The ordinance is part of an effort started by the Todd Township Community Action Group to speak out against CAFOs in the community.
The community bill of rights was written under the advisement of independent legal counsel for the community to adequately speak out against the large farming operations.
During council’s June meeting, the supervisors, also in a 2-1 vote, agreed to post a final advertisement of the ordinance and community bill of rights.
During the public comment portion of the meeting, community action group representative Stephanie Perez cited Article 1, Section 27 of the state Constitution.
“The people have a right to clean air, pure water and to the preservation of the natural, scenic, historic and aesthetic values of the environment. Pennsylvania’s public natural resources are the common property of all the people, including generations yet to come. As trustees of these resources, the commonwealth shall preserve and maintain them for the benefit of all the people,” said Perez. “We are the people and we want maintained what is rightfully ours.”
Gary Rae, also with the community action group, spoke in favor of the bill of rights.
“We’re being told that we’re not supposed to be able to do this, but that’s actually denying us of our rights. We were born with those rights and we did everything that we should here. We had a meeting and a democratic vote. What seems to be happening is we have a whole good part of the township that’s saying we don’t want something, but we’re supposed to take it because there’s a law written that says we have to, but those laws aren’t written to protect,” said Rae. “One of the main reasons I want to see this ordinance go through is because we’re stating that we feel if we don’t want it, we should be able to say that we don’t want it.”
Also at the June meeting, residents requested an outside interpretation of the proposed ordinance from non-biased legal counsel. In response, the supervisors reached out for legal counsel and received recommendations based upon legal interpretations of the law. Township secretary Catherine Harshbarger read the letter of recommendation to the supervisors and residents present Monday.
“The proposed ordinance could be subject to litigation because it is an overbroad and vague regulation of activities in Todd Township. The body of the ordinance contains no description or substantial details of the prohibited acts. The purpose of the ordinance appears to be regulation on violations of the law. There are no citations for the assertion of the law in the ordinance. As drafted I believe the ordinance would be unenforceable because it fails to give notice to the public of the types of acts being regulated by the township, nor does Todd Township have the legal authority to regulate violations of law in the legal community of courts,” read Harshbarger.
“The understated purpose of the proposed ordinance seems to be to prevent and regulate the negative impacts of industrial farming on neighboring owners’ use and enjoyment of their property.

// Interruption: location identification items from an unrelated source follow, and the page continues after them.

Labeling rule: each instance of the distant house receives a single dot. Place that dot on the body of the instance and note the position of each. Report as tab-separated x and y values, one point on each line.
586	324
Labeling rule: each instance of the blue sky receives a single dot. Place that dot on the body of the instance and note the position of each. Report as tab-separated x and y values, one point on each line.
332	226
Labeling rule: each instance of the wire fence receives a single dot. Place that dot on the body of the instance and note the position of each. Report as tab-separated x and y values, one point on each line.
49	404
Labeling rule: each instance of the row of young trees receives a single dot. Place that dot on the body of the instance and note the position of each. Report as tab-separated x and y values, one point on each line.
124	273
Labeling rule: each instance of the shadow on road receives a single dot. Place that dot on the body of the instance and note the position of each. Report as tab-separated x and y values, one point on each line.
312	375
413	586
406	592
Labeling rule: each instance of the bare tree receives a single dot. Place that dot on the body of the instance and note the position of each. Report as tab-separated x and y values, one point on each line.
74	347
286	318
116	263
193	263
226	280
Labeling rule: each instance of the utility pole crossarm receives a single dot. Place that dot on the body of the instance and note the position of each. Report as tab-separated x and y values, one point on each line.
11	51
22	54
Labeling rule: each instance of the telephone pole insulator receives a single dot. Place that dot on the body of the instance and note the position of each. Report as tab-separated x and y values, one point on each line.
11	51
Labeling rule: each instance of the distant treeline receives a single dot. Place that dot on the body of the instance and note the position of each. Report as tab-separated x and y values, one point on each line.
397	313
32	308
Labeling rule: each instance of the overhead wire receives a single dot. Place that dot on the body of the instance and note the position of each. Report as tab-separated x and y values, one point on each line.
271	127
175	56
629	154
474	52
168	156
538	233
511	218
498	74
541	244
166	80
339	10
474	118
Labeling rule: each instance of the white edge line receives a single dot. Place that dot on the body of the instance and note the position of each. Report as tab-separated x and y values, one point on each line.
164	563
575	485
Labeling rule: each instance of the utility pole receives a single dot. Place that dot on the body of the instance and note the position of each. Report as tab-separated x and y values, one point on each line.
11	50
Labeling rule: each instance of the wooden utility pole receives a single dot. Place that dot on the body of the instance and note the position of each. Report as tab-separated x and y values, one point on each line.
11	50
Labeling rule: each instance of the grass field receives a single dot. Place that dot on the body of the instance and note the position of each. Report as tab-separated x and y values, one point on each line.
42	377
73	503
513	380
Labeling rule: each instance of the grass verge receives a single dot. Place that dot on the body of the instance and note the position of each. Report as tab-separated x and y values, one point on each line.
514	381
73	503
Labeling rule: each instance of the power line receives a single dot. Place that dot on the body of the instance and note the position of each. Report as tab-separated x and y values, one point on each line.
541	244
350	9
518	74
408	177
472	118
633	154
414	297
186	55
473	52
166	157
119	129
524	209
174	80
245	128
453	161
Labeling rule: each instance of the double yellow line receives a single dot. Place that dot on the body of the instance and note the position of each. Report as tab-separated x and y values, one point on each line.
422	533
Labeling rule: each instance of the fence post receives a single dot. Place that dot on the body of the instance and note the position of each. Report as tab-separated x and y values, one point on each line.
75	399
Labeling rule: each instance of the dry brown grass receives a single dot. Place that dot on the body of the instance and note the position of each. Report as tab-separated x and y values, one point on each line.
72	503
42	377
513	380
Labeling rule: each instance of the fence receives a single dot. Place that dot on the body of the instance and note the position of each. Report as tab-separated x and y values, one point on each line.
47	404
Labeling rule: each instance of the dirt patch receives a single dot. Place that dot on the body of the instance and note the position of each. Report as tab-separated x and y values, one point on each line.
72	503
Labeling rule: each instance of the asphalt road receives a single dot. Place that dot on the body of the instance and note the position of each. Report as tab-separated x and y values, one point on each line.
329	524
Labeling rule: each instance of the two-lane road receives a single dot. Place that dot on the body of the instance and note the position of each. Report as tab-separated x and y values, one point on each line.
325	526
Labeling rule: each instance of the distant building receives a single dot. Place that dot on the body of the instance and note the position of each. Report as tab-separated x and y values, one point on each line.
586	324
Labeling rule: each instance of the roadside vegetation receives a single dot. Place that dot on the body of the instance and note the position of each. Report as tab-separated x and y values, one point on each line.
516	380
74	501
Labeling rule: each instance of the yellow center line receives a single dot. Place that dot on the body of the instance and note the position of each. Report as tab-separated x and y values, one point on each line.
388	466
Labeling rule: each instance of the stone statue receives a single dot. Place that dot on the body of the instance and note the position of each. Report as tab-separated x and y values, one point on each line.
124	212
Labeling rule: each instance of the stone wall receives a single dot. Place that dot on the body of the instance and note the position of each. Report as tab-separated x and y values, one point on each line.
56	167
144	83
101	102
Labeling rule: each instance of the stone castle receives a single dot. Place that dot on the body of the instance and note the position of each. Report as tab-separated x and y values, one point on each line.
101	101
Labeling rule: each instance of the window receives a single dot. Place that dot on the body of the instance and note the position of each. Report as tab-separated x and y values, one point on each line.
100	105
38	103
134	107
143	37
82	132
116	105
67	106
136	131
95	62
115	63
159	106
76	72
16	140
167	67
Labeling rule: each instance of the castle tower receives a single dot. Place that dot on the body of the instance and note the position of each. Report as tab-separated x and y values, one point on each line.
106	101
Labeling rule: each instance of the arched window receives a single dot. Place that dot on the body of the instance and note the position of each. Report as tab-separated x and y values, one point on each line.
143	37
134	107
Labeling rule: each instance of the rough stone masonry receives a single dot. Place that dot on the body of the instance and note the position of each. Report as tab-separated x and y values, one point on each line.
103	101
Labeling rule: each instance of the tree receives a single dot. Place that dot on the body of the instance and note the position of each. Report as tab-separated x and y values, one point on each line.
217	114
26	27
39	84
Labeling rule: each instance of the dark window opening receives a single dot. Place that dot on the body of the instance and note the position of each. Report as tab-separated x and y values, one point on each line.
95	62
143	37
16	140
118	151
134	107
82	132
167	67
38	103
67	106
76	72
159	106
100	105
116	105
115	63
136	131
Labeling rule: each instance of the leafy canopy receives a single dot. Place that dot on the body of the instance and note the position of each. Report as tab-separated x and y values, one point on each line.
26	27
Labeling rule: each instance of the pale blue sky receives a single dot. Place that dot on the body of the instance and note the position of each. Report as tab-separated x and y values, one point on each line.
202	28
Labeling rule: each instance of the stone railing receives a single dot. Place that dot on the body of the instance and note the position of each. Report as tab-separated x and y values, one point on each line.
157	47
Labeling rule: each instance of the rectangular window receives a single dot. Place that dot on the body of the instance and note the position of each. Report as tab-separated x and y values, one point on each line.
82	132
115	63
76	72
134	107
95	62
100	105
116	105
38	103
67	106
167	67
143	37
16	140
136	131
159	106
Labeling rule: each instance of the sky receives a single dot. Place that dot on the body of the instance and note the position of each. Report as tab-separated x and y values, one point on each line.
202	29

The pivotal issue is whether Todd Township has the authority to enact such a legislation to regulate industrial farming. Local governments have no independent power to regulate land use and development absent the enabling legislation. The Pennsylvania General Assembly requires municipalities to recognize policies of statewide important when they adopt such ordinance and regulations,” Harshbarger continued.
Harshbarger read the letter in its entirety, with the conclusion that the township was not recommended to enact the ordinance or to adopt the community bill of rights.
Township resident Nancy MacNamara voiced her opinion on the enactment to the supervisors, citing the primary duties of a township supervisor to be the protection of the health and well-being of the citizens of the township.
“This is where you take a stand to do that and see where the cards fall,” said MacNamara. Runk requested a motion to adopt the ordinance and Hall made the motion to accept it.
“I make a motion that we adopt it and do the will of the people of Todd Township,” said Hall. Barnett spoke in opposition of the ordinance and refused to second Hall’s motion.
After pleading from the crowd, Runk agreed to second the motion.
Following the vote, the audience erupted in clapping and cheering.